Yet another Compiler Compiler – Andrew Birkett's blog

If you are ever foolish enough to wake one day and think “I’m going to write a compiler for the FooBar language”, you will soon find yourself well acquainted with the “FooBar Language Specification” document. In theory, this document tells you exactly what a program can look like, and how all the bits work. When you start writing the compiler, you’ll spend a lot of time checking little details in this document.

Boring, huh? You have the Holy Grail of Software Engineering (a complete and accurate specification!) but yet you’ll still need to read it, chew over it for a while, and then spend a good few months whacking keys like a little code monkey. If you watch someone write a compiler, they’ll read a bit of the specification, make some changes to the compiler, then repeat ad nauseum. What thought processes are going on in their head to convert this specification document into a compiler? Can’t we get the computer to do all the hard work, so we can spend our time doing more fun things?

Let’s look at our raw materials.
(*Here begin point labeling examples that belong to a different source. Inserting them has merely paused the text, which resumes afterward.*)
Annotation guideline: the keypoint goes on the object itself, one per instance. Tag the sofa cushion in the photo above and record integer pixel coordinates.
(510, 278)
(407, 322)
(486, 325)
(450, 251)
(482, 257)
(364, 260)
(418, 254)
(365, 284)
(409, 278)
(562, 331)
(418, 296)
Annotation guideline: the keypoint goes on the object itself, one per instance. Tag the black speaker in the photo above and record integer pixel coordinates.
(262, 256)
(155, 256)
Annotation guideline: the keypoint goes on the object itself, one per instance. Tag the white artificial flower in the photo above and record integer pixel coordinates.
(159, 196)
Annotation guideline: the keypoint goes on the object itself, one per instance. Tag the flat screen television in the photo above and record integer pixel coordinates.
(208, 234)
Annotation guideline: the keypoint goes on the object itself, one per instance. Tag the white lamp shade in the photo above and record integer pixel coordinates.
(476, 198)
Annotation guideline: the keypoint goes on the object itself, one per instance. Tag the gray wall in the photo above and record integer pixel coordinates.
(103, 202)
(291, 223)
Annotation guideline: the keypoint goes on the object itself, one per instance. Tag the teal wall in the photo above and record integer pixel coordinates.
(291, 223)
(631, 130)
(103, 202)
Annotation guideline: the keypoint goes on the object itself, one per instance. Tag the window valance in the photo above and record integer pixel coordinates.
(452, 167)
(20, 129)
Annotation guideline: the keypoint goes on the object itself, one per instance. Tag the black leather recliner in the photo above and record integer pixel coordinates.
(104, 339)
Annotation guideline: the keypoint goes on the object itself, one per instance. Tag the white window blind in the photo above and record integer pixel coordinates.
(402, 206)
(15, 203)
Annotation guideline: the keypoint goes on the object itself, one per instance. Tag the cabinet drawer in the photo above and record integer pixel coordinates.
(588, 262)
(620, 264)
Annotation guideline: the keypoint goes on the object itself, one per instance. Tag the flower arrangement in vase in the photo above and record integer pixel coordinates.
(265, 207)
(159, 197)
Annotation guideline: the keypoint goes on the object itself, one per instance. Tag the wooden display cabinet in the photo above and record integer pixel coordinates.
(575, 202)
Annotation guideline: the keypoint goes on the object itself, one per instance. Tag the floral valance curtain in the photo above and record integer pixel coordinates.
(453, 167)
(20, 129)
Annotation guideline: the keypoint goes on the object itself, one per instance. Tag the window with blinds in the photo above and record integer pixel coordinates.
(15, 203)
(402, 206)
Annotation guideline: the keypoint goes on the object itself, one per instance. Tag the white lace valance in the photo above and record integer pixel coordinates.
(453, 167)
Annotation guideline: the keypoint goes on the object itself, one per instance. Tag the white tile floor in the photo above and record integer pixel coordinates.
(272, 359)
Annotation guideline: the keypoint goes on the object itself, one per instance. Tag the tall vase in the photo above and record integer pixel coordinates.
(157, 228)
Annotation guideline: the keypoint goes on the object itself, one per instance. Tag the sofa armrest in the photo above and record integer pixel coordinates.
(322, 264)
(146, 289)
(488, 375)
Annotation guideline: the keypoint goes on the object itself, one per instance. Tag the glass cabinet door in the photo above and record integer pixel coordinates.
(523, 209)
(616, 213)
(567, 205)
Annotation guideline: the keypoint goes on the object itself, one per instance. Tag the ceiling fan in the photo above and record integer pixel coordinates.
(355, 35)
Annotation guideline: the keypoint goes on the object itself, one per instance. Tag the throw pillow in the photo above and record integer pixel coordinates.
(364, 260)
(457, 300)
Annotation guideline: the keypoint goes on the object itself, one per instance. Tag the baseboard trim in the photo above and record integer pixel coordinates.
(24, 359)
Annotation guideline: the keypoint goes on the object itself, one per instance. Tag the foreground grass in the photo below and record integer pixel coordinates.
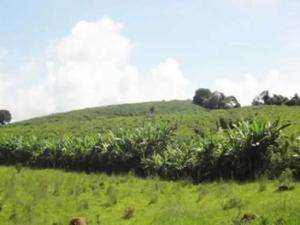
(52, 197)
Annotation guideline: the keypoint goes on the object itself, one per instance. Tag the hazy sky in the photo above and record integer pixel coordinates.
(61, 55)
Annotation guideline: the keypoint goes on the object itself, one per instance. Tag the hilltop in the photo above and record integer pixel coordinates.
(185, 114)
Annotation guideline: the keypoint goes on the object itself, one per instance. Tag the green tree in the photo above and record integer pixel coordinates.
(5, 116)
(201, 95)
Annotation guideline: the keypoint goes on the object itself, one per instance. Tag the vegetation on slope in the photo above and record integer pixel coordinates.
(245, 151)
(188, 117)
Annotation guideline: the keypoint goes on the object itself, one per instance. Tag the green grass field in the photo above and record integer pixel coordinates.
(51, 197)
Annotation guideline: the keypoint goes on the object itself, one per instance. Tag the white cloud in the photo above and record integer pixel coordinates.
(254, 3)
(249, 86)
(89, 67)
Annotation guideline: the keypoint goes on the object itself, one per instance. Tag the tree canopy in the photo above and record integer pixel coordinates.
(5, 116)
(265, 98)
(214, 100)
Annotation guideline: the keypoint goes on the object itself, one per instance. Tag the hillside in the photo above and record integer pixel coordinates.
(186, 115)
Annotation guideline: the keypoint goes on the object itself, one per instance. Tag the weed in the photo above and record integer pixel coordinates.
(128, 213)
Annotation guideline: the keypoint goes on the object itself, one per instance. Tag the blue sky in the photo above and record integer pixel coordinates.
(214, 42)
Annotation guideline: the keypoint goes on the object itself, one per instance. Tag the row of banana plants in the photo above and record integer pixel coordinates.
(248, 149)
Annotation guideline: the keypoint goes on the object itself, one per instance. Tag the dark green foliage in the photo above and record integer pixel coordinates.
(5, 116)
(242, 152)
(294, 101)
(128, 213)
(264, 98)
(201, 95)
(214, 100)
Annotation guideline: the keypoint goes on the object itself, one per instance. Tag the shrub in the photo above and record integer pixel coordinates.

The definition of a language is a quite a hard thing to specify. It has to be very precise, so that compiler writers have a clear understanding of how the language works. Compiler writers have a hard job, especially dealing with all the corner cases and edge conditions. One of these days, someone using their compiler is going to try to write a program which uses a hellish mixture of overloading, inheritance, template specialization and inline assembly — and they’ll (quite reasonably) expect that the compiler is going to handle it and keep on smiling.
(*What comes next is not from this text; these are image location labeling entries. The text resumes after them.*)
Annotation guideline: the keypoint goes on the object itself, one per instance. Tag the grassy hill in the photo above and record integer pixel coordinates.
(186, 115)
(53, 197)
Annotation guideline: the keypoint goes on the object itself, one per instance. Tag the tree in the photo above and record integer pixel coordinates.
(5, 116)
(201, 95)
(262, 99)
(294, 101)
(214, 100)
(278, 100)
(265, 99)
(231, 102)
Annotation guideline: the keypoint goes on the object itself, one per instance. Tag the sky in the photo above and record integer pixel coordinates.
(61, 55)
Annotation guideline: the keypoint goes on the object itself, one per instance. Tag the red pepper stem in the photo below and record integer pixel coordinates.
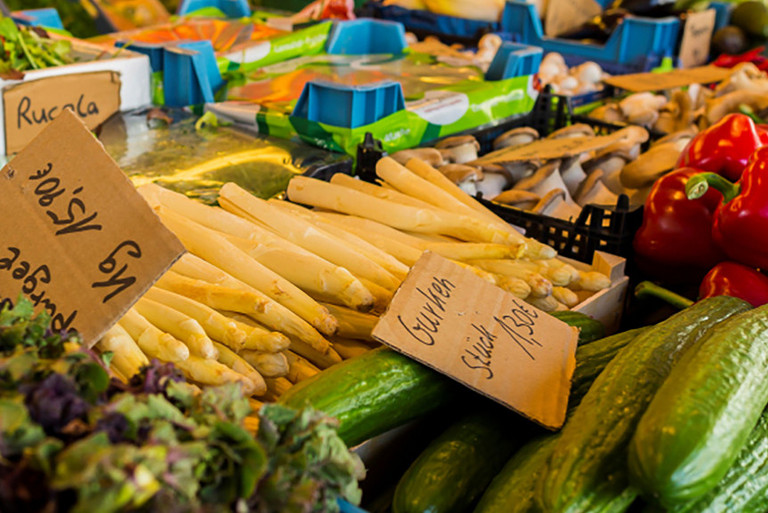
(647, 289)
(698, 185)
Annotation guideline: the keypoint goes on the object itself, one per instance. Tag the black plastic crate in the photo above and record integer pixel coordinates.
(608, 228)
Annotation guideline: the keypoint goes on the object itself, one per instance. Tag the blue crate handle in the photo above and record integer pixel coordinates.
(346, 507)
(349, 106)
(48, 17)
(514, 60)
(190, 74)
(366, 36)
(232, 8)
(154, 51)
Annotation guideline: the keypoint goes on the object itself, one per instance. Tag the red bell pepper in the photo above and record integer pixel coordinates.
(733, 279)
(675, 242)
(740, 224)
(724, 148)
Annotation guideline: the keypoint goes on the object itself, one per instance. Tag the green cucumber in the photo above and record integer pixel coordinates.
(512, 490)
(744, 488)
(452, 472)
(457, 466)
(700, 418)
(589, 329)
(591, 359)
(373, 393)
(588, 464)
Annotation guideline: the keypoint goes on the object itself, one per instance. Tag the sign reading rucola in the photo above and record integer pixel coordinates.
(75, 236)
(459, 324)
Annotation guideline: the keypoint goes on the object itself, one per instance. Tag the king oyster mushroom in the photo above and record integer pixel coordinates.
(524, 200)
(572, 173)
(555, 204)
(545, 179)
(466, 177)
(515, 137)
(642, 108)
(610, 113)
(429, 155)
(611, 160)
(577, 130)
(458, 149)
(659, 160)
(593, 191)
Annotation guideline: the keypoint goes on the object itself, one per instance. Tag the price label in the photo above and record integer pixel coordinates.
(448, 318)
(32, 105)
(75, 236)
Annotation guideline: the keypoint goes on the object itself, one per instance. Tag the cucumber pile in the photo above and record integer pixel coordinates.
(670, 417)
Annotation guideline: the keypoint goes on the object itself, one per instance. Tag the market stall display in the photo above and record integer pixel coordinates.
(297, 272)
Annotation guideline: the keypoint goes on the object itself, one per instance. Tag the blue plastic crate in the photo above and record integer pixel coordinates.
(637, 44)
(366, 36)
(349, 106)
(46, 17)
(425, 22)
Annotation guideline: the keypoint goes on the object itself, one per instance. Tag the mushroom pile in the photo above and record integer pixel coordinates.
(557, 187)
(695, 107)
(581, 79)
(456, 54)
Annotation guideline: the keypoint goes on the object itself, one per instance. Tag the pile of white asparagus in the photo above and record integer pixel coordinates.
(271, 292)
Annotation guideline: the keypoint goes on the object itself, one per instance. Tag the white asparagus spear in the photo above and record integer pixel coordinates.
(299, 368)
(216, 249)
(406, 253)
(353, 324)
(303, 233)
(178, 324)
(249, 302)
(378, 191)
(534, 248)
(310, 273)
(258, 338)
(305, 269)
(214, 373)
(408, 182)
(127, 357)
(239, 365)
(565, 296)
(275, 388)
(321, 360)
(341, 199)
(540, 286)
(152, 341)
(349, 348)
(382, 258)
(216, 326)
(269, 365)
A precise specification is not necessarily a good specification though. Just think of the instructions you get with flat-pack furniture. They do tell you exactly what to do – “Insert bolt (1) through part (2), using nut (3)” – but they don’t convey the spirit of the procedure. It reminds of the discussion in Zen and the Art of Motorcyle Maintenance where the author describes an analytical description of a motorbike (“a motorbike consists of a power assembly and a running assembly. The power assembly consists of .. yada, yada”). Such a description manages to tell you what a motorbike is, without ever conveying what a motorbike is. Hmm, just go read the book – it had a big effect on my life.

Uhh, let’s get back on course. Languages like “C” were created for pragmatic reasons – to get the job done (writing unix). Later, when the language got more popular it became important to create a formal specification, so that you could guarantee that each “C compiler” on the market will behave in the same way. So, while there is a language specification document for C, it is somewhat of a retrofit. Other languages, such as ML, have progressed along with their specification from early days.

If you read through the specification document for Java or C or C++ you’ll quickly notice that it’s written in english. Certainly, it’s a technobabble version of what you or I speak, more reminiscent of the ZATAOMM quote above than anything you’ll hear in the pub. But, it’s english nonetheless. And, as anyone with a longterm partner will know, english is an ambiguous language. This is just asking for trouble. Compiler writers loose sleep over phrases like “should not” and “must not”. Even worse, when you try to use english in a very precise way, you risk making it a complete impediment to understanding.

Besides, our original plan was to get a computer to write a compiler for us. Computers aren’t very good at understanding english, so we’re unlikely to have much success with languages where the specification is written in engrish.

Fortunately, some clever language designers have thought to use something better to describe their language. For example, the creators of Standard ML use a formal notation called “natural semantics” to describe the meaning of ML programs. Cunningly, you have to buy their book to see it (or live near to a Uni library), but this notation enables them to elegantly and concisely describe the whole of the language in a single slim booklet.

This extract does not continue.